Fêtes, mariages…, ça embauche à tout-va
Enfin et durant l’été, les mariages font “rage”.
À chaque jour son lot de cortèges nuptiaux. Et pour un cortège digne de ce nom, il y a des impératifs à respecter, des voitures propres et bien décorées et, accessoirement, un bon cameraman pour immortaliser le tout. C’est là un créneau pour dénicher un job comme laveur de voitures et décorateur ou bien photographe-cameraman. S’agissant des lavages, ils embauchent à tour de bras et les postulants ne manquent pas. Lors de notre virée à travers les différentes stations de lavage de Bouira, il y avait autant de postulants que de voitures à laver. Seule condition, accepter d’être régulier et… ne pas avoir peur de se salir.
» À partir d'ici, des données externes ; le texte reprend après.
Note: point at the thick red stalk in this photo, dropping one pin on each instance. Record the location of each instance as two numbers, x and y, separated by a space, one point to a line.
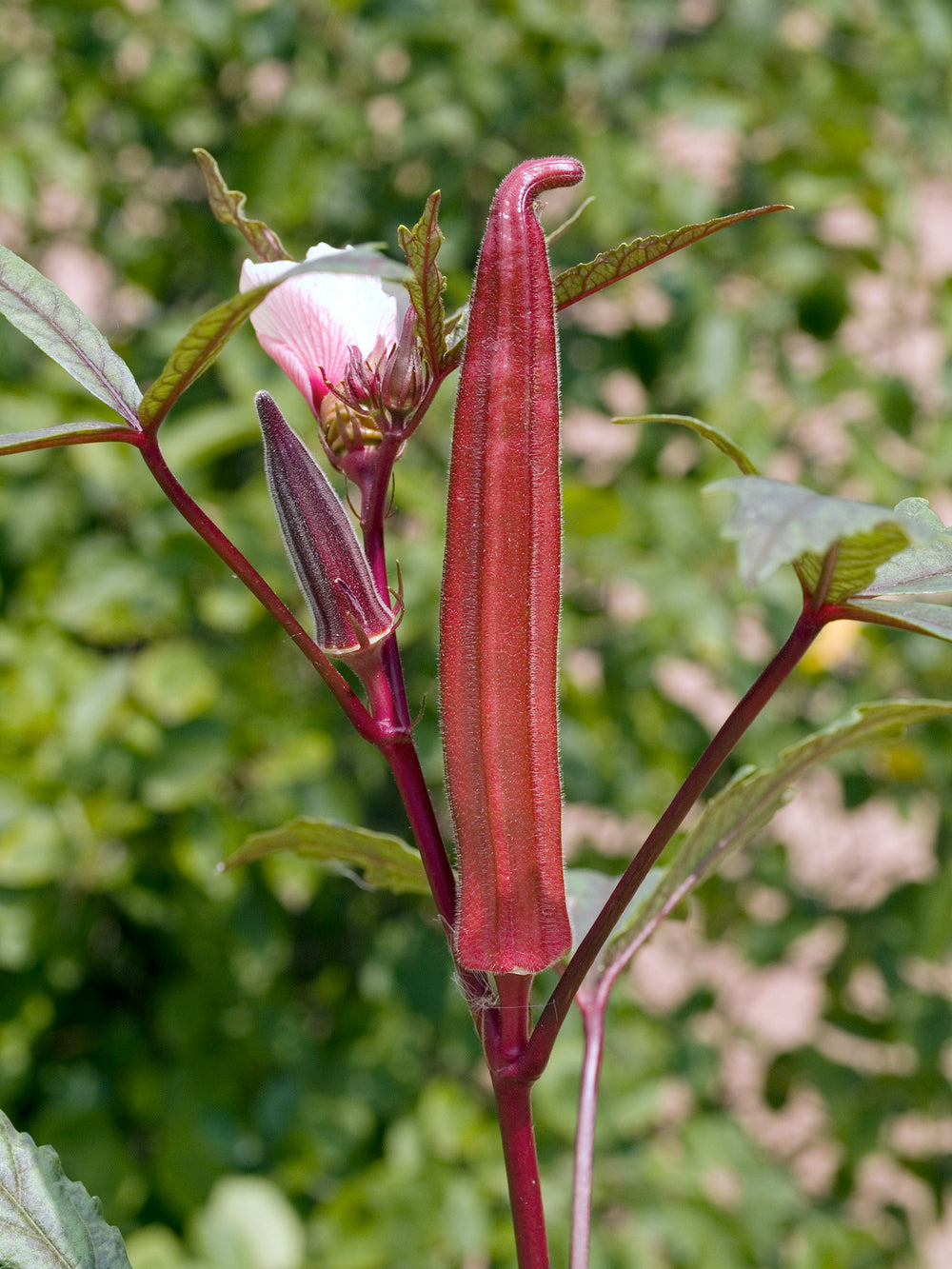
499 616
Idir, un jeune étudiant en commerce, était venu postuler pour un poste dans une station de lavage du quartier de Draâ El-Bordj à Bouira. L’entretien d’embauche fut bref. “Tu dois être rapide et régulier”, lui lancera le gérant. Et de préciser : “Au moindre retard, on te trouvera un remplaçant.” Le jeune Idir lui rétorquera tout en sourire : “Pas de problème, tu veux que je me pointe à 5h du mat ?” Vint, enfin, la question de la rémunération. “Et vous payez combien ?” dira-t-il avec aplomb. “C’est à toi de voir. Ce sont 150 DA par voiture lavée ou bien 13 500 DA/mois.” Pour le jeune postulant, le choix est vite fait, c’est 13 500 DA. “La formule journalière n’est pas intéressante, je risque de tout dépenser le jour même”, justifie-t-il. Pour ce qui est des décorateurs, on les retrouve généralement chez les fleuristes de la ville. Là, par contre, il faut un minimum d’apprentissage.
Djamel, un apprenti décorateur, croisé à proximité du fleuriste situé à proximité du siège de la wilaya, admet volontiers qu’il a encore “du pain sur la planche” pour parvenir à faire une décoration digne de ce nom. En tout état de cause, les jobs d’été à Bouira ne manquent pas et peuvent constituer une rentrée d’argent assez conséquente, à condition de se donner de la peine.